Им некуда было деваться, ее собрали просто в 5 минут… Но за 3 месяца гастролей дали станцевать, может, всего пять «Лебединых» и, по-моему, ни разу (или очень мало) «Умираю­щего лебедя», потому что «Лебедя» танцевала Уланова. Но тем не менее американцы — они называли ее мадам Пли — впали в сумасшед­шее состояние! И президент Кеннеди ее при­нимал, и все такое… Потом я ее спрашивал: «Кто же шепнул Юроку?» — а она отвечала: «Вот ты знаешь, сколько лет прошло — не знаю, кто это был».

— А какие у нее были отношения с род­ственниками?

— Я одно время лозаннским балетным кон­курсом занимался. Помню, приехал в Лозан­ну зимой, иду по студии Бежара, и навстречу мне Аня Плисецкая, это дочка старшего брата Майи, она тогда у Бежара работала. Я спро­сил, где Азарик, ее дядя, бессменный педа­гог бежаровской труппы уже много лет, а она говорит: «Он сегодня ночью в Москву улетел, у нас умерла бабушка». И я, к сожалению, на похороны Рахиль Михайловны не успел. Но и Майя тоже не ходила ни на похороны матери — ее в Москве не было, ни на похороны горячо любимого старшего брата, отца Ани.

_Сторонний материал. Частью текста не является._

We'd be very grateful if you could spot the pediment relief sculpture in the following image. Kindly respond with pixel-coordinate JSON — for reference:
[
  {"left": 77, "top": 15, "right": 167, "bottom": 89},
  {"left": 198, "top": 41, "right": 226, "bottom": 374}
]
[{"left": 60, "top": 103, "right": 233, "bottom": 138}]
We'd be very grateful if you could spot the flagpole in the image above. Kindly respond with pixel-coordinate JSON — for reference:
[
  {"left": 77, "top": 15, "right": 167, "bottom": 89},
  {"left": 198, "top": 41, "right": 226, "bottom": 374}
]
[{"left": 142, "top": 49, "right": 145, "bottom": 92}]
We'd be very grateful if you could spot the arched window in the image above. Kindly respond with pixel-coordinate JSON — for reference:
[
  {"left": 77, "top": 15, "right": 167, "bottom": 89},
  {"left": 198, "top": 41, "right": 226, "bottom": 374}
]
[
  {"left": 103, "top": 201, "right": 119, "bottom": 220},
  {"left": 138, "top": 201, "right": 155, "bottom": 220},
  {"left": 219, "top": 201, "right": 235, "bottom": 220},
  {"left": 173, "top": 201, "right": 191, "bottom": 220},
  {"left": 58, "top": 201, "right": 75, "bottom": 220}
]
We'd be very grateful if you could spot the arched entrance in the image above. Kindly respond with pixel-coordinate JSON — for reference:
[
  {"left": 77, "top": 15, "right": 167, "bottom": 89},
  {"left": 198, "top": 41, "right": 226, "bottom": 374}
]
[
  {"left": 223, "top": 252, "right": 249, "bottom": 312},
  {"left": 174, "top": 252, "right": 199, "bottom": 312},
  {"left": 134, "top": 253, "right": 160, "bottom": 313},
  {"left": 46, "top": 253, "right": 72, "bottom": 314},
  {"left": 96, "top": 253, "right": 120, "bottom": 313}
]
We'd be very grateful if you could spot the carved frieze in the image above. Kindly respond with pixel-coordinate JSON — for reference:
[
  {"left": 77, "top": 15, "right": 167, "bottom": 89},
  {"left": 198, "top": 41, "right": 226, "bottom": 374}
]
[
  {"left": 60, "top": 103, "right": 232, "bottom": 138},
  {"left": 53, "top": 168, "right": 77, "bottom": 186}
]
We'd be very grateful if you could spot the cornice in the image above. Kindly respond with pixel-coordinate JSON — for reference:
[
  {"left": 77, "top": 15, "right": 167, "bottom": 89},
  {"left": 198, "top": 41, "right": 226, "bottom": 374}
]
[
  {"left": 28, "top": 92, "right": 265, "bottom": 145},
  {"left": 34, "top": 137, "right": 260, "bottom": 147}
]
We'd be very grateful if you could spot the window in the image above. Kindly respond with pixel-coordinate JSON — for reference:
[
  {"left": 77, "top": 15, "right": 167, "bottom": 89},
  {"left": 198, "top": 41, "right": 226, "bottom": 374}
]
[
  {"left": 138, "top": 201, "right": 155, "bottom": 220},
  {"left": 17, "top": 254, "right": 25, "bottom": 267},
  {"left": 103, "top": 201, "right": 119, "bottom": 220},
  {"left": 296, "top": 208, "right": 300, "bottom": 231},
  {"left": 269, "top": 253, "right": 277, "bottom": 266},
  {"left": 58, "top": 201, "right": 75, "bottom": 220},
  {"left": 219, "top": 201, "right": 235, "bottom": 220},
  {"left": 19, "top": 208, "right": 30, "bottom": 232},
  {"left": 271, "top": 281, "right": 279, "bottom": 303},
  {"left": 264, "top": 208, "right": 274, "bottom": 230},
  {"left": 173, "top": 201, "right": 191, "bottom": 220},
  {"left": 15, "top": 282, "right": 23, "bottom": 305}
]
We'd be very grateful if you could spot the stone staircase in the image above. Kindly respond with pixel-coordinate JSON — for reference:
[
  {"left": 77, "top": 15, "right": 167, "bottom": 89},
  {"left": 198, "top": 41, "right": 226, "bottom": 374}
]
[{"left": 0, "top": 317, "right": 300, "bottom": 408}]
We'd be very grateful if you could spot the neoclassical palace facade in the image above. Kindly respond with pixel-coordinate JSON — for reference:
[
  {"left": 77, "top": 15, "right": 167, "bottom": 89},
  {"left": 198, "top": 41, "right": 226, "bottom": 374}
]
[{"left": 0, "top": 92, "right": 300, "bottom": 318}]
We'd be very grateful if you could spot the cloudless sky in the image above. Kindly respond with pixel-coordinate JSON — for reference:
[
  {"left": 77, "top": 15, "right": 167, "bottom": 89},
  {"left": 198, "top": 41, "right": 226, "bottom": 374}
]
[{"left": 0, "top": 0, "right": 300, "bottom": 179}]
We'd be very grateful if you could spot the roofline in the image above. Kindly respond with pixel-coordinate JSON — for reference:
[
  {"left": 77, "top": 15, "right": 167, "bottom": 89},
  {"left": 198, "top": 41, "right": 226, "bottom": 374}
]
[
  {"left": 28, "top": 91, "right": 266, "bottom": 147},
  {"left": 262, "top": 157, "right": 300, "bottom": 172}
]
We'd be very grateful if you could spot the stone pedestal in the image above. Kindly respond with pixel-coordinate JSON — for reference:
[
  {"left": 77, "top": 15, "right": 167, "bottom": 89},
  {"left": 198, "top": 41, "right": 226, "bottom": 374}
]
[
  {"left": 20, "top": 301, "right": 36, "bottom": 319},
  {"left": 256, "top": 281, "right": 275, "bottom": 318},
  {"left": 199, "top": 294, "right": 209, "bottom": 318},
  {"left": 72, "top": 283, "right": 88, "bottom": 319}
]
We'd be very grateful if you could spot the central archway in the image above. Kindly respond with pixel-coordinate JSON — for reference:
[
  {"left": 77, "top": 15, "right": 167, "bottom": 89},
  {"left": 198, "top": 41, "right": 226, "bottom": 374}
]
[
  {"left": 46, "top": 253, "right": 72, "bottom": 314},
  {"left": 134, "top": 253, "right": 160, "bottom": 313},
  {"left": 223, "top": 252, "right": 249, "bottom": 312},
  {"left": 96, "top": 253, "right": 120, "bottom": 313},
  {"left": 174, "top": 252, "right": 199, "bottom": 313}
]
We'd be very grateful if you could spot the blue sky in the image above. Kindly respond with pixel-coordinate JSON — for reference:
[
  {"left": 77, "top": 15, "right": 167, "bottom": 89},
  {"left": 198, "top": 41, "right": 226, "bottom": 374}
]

Вообще у нее была очень многочисленная родня со стороны матери — Мессереры, а со стороны Плисецких у нее вся родня жила в Петербурге. Отцовскую родню она очень лю­била. Они были совсем не театральные люди — физики, доктора, кандидаты наук. У нее была там двоюродная сестра Эрочка и еще родная сестра отца — Марина Эммануиловна Левицкая, очаровательная женщина, бывшая артистка Ленконцерта, пела русские роман­сы. А вот со своей родней со стороны матери, я не знаю почему, она была в конфликте. Осо­бенно со своей родной теткой Суламифью. Вы знаете, что… у них были очень похожие с Су­ламифью характеры: обе очень эмоциональ­ные и бешено взрывные. И, наверное, из-за этого у них несовместимость.

— Майя Михайловна, конечно, обожала Родиона Константиновича Щедрина. Если судить по ее воспоминаниям, он был для нее единственный мужчина. И ее послед­ние слова, как стало известно, обращены к нему: «Я тебя обожаю!». Она была такая шикарная женщина, даже в преклонные годы выглядела великолепно. Поклонни­ки…

— И много поклонников, и каких! Например, Роберт Кеннеди, которого вслед за братом Джоном, президентом США, убили. Он был министром юстиции США, сенатором, канди­датом в президенты… и он ухаживал за ней. Даже Жаклин Кеннеди уговаривала Майю остаться в США. А у Майи там как раз были гастроли. Был траурный митинг, ему посвя­щенный, на котором она единственный раз в жизни без всяких аплодисментов танцевала «Умирающего лебедя». На скрипке аккомпа­нировал знаменитый Исаак Стерн — он входит в пятерку самых знаменитых скрипачей мира. Потом был такой суперпопулярный тогда ак­тер Уоррен Битти, голливудская звезда, играл в фильме «Бонни и Клайд». Он за ней ездил просто по всей Америке.

— Как складывались ее отношения с вла­стью?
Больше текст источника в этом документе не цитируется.